Fetching Data with Retrievers

Querying a vector store containing document embeddings is a primary method for finding information relevant to a user's question. While vector stores offer methods for direct querying, LangChain provides a more standardized and versatile interface for this purpose: the Retriever.

A retriever is an object that implements a common interface for fetching documents based on a query. Its primary function is to accept a string query and return a list of Document objects. This abstraction is significant because it decouples the logic of your application from the specific data source. A retriever might fetch data from a vector store, a traditional SQL database, or even a web API, but your application code interacts with it in the same way.

The retriever acts as a generic interface between the application's logic and various underlying data sources.

From Vector Store to Retriever

The most common way to instantiate a retriever is directly from an existing vector store object. This process is straightforward, using the as_retriever() method. Let's assume you have an initialized vectorstore from the previous section.

# Assuming 'vectorstore' is an initialized Chroma or FAISS vector store object
retriever = vectorstore.as_retriever()

# The retriever is now ready to be used
query = "What is the architecture of a RAG system?"
relevant_docs = retriever.invoke(query)

# Print the content of the first retrieved document
print(relevant_docs[0].page_content)

Executing vectorstore.as_retriever() creates a VectorStoreRetriever instance. By default, this retriever is configured to perform a similarity search, finding the document vectors that are closest to the query vector in the embedding space.

Customizing Retrieval Behavior

The default similarity search is effective, but there are situations where you may need more control over the retrieval process. The as_retriever() method allows for customization through its arguments, primarily search_type and search_kwargs.

Controlling the Number of Documents

A frequent adjustment is changing the number of documents to retrieve. This is managed with the k parameter inside search_kwargs. The value of k determines how many documents are passed as context to the LLM. A smaller k is faster and uses fewer tokens, but may miss important context. A larger k provides more context but increases cost and can introduce noise.

# Create a retriever that fetches the top 5 most relevant documents
retriever_k5 = vectorstore.as_retriever(
    search_kwargs={"k": 5}
)

relevant_docs_k5 = retriever_k5.invoke(query)
print(f"Retrieved {len(relevant_docs_k5)} documents.")
# Expected output: Retrieved 5 documents.

Improving Diversity with Maximal Marginal Relevance (MMR)
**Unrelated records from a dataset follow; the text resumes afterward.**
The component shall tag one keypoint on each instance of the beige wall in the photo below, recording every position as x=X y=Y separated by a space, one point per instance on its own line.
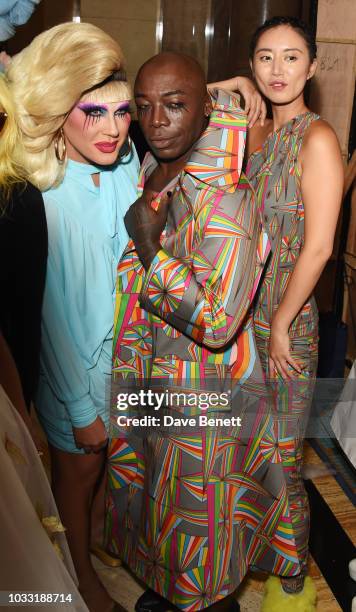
x=334 y=83
x=132 y=24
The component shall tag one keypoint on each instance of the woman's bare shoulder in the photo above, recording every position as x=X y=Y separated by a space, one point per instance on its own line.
x=257 y=135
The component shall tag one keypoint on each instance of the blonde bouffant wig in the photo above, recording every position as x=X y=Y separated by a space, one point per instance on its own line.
x=49 y=77
x=11 y=172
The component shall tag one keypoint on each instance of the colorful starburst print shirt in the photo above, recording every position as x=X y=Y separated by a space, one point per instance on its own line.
x=187 y=309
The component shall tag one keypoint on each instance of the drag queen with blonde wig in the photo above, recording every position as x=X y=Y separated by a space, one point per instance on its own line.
x=73 y=111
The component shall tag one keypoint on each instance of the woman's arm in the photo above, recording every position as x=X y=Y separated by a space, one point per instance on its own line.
x=10 y=380
x=321 y=183
x=255 y=106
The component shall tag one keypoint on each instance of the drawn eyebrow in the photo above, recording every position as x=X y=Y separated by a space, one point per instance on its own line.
x=284 y=50
x=165 y=94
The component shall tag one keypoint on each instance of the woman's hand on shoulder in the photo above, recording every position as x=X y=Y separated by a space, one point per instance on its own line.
x=255 y=106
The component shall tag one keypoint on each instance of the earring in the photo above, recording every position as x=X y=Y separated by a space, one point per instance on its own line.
x=126 y=148
x=60 y=146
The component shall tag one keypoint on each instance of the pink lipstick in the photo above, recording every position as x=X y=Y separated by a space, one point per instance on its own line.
x=106 y=147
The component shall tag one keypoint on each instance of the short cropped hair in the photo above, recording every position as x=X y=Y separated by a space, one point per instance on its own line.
x=297 y=24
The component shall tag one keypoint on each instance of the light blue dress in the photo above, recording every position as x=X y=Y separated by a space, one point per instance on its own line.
x=86 y=237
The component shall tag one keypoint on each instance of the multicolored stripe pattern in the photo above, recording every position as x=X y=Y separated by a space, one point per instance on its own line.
x=274 y=173
x=190 y=511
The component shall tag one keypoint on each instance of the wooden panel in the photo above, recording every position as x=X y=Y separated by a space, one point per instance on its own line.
x=333 y=86
x=139 y=9
x=337 y=19
x=127 y=33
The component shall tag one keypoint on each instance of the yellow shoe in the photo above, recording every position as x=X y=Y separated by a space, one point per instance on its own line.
x=276 y=600
x=105 y=557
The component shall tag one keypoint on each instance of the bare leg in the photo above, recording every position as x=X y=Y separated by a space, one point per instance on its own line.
x=224 y=605
x=98 y=511
x=74 y=478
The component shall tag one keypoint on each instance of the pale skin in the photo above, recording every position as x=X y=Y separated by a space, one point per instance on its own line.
x=281 y=66
x=94 y=131
x=282 y=56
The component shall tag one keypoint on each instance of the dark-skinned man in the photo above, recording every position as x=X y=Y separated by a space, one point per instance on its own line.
x=182 y=506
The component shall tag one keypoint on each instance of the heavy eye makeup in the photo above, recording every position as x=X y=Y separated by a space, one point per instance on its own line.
x=94 y=112
x=173 y=106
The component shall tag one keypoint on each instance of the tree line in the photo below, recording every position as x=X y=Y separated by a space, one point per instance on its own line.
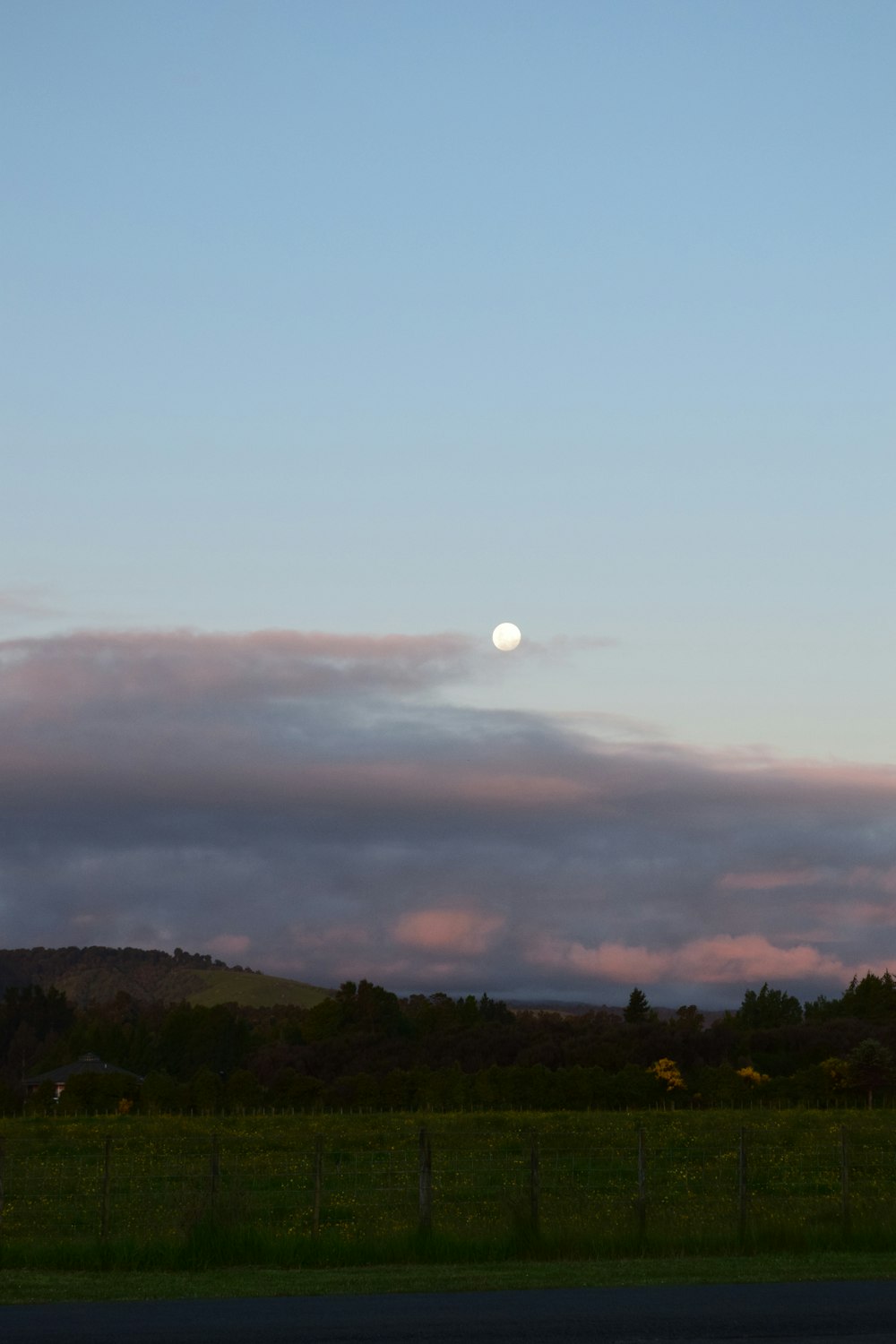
x=366 y=1047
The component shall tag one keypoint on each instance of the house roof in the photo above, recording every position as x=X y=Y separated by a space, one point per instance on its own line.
x=89 y=1064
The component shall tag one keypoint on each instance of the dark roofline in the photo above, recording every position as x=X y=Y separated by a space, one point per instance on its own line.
x=86 y=1064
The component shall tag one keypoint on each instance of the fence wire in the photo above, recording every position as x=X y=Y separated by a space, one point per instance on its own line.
x=163 y=1191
Sometimes, the top k documents are very similar to each other, offering redundant information. To get a more diverse set of results, you can use the Maximal Marginal Relevance (MMR) search type. MMR works by first selecting the document most similar to the query and then iteratively selecting subsequent documents that represent the best combination of similarity to the query and dissimilarity to the documents already selected. This helps provide a broader perspective on the topic.

# Create a retriever that uses MMR to select documents
retriever_mmr = vectorstore.as_retriever(
    search_type="mmr"
)

relevant_docs_mmr = retriever_mmr.invoke(query)

Using mmr can be particularly effective for complex queries where different documents might cover different aspects of the answer.

Filtering by Similarity Score

Another useful technique is to filter results based on a relevance threshold. This ensures that you only retrieve documents that meet a minimum similarity score, which is helpful for filtering out irrelevant results, especially if the user's query is on a topic not well-covered in your knowledge base.

For vector stores that support it (like Chroma), you can use the similarity_score_threshold search type.

# Create a retriever that only returns documents with a similarity score of 0.7 or higher
retriever_threshold = vectorstore.as_retriever(
    search_type="similarity_score_threshold",
    search_kwargs={"score_threshold": 0.7}
)

relevant_docs_threshold = retriever_threshold.invoke(query)

This configuration prevents low-quality or unrelated documents from being passed to the LLM, which can improve the final answer's accuracy.

With a functional retriever configured to fetch the most relevant and diverse context for a given query, we now have all the components needed for our RAG system. The next section will show you how to combine this retriever with an LLM and a prompt template to build a complete question-answering chain.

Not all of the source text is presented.